If you could choose a world without loneliness, without shame, grief, misery, or feeling of any kind, would you, if it also meant that you lost the simple pleasure of a picnic on a sunny day or the joy of falling in love? Would the allure of a comfortable numbness prove too tempting to resist? Could you choose between feeling pain and not feeling anything, ever again?
A girl is caught in a world where this choice is fiercely contested. In the cross-fire between the Red and White empires, the feeling and the unfeeling, each bent on the other's destruction, the girl must choose between emotion and oblivion, joining the ranks with the Reds as they fight to resist the Whites, but all the while struggling with her own desperate ambivalence. All That Is Red is a story of survival and a journey through the human condition, revealing how the intimate euphoria of pain can sometimes be all we have to remind us that we are alive. -Goodreads.com
The plot of this novel is very interesting. The beginning is slightly confusing in the way that neither the main character nor the reader has any idea where they are or what is going on. The war between the Red and the White feels a little overly-complicated and more than a little metaphorical. I understand what the author was trying to convene here, the difference between feeling and unfeeling and how feeling emotions is a good thing, but the plot about the battle between Red and White seems a little 'out-there.' The point of the novel is "feeling emotions is a good thing" and though I see what the author was trying to do when she wrote this, I feel like that point could have been better exemplified in a different, less-confusing matter. To be honest, when I started reading about the Red and White world and the three-faced people, I was instantly reminded of Alice and Wonderland for some reason. It is that type of unbelievable, almost fairly-tale fantasy. Not to say I didn't enjoy it though. It was original and creative, and definitely one of kind, seeing as I have never read anything like it before (this should explain my trouble of coming up with ideas on how to write this review and difficulty picking out a genre.) It was magical, flowed at a good speed, and was slightly interesting.

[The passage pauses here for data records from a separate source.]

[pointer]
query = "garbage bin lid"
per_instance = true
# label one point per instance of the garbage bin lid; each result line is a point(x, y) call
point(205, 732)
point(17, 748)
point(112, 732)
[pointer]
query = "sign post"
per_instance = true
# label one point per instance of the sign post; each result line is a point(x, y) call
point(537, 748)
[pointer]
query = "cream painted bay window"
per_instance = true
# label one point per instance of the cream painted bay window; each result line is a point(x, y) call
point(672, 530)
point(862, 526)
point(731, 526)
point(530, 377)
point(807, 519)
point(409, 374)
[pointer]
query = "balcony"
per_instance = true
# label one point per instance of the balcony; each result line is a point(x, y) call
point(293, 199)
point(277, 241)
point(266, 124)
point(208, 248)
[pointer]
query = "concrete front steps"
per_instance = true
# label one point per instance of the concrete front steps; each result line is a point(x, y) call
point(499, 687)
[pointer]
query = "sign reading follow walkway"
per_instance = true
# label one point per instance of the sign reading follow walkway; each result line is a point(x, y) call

The characters were also very unusual and interesting. The main character (who has no name, mind you) suffers from self-harm, and who has flashbacks of cutting herself throughout the novel. She finds herself in this world where the Red and the White (the feeling and unfeeling) are at war with each other, and she must lead the Red cause. There is some nice character development going on here as she matures into a leader, but sometimes feels rushed, because she goes from being a normal teenage girl who has no clue where she is in this world and pages later, is thrust into the position of being a leader. It comes a bit too fast. Then there is her friend (also nameless, until the last few pages of the book; simply called "The Boy") who helps her lead and fight the White, and also finds himself in the process. There is several supporting characters who also have a share in the fight, like the girl's possible love interest, a three-faced Red creature called a Trigon. These characters all bond together to fight an impossible fight between feeling emotions and the rather.

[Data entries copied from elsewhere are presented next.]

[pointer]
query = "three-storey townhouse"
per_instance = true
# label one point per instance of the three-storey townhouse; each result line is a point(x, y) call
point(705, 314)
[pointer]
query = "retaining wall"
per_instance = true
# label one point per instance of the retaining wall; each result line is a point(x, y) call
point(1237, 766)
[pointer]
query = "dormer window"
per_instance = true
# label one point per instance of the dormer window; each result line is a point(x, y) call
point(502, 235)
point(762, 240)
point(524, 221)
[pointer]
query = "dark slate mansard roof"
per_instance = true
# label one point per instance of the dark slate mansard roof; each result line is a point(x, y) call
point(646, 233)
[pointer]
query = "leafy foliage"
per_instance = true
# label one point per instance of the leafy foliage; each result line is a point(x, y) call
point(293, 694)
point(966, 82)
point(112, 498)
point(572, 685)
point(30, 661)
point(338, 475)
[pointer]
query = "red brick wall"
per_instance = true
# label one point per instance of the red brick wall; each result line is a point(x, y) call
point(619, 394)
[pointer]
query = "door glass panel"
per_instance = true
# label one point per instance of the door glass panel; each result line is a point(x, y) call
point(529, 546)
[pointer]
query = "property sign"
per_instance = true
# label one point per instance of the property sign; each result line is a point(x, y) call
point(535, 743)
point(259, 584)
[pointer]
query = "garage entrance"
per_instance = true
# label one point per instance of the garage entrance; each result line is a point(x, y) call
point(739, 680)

I will say the writing is nice. It is not spectacular, but neither is it terrible. It felt quite "put-on" really. For example, the writing could be very complicated and unnecessarily wordy at times, then be very plain and sparse at others. There was no real balence here. There was several instances of lengthy and almost pointless inner conflict and dialogue that could be described as poetic rambling. Most of the time, while reading this novel, I felt like the author felt a need to use big strong words and lengthy descriptions, yet in reality, the plot really went nowhere. It was fake feeling because the writing was very robotic and forced. I wish there had been a few things cleaned up about the plot, and the writing needed some polishing, and honestly, some time to mature and grow. In my personal opinion, when writing an emotionally-charged novel, there needs to be some discipline here, otherwise the writing gets very hard to read and get through, almost like trudging through waist-deep mud. It also causes novels with good potential to become very DNF-worthy. In this case, I stuck through it to see how it would end.

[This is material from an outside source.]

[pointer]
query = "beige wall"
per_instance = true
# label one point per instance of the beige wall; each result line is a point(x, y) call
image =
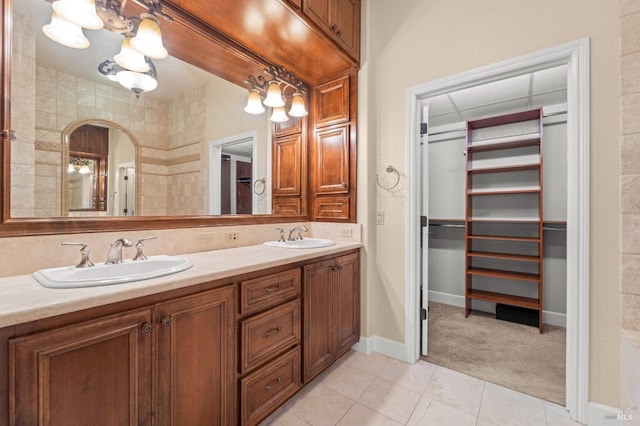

The plot description of the novel asks what you would do if you could choose between feeling emotion (heartache, pain) and not feeling these emotions, if you would choose to not feel them, if it meant not being able to experience love or pleasure. This sounds like a very good hook for a novel, but in reality, the writing inside this novel doesn't match the plot description that much. The plot's definitely one of a kind, but yet almost in a bad way. The writing could use some work, but I respect the fact that the author was at the time 15 and chose to write about a subject so controversial as self-harm. I commend her for this, and because of it, I will watch her in the future to see how her writing progresses. I think she has real potential if she could hone her craft.
Overall, I found this novel to have had very good potential, but yet came out lacking. With some more polishing and some time, this novel could have been much better. Yet, It is nicely paced and full of creativity and things I never would have thought of. Even with the few problems I had with the novel, I still found it to be a very interesting read written in a unique perspective that is quite original and interesting.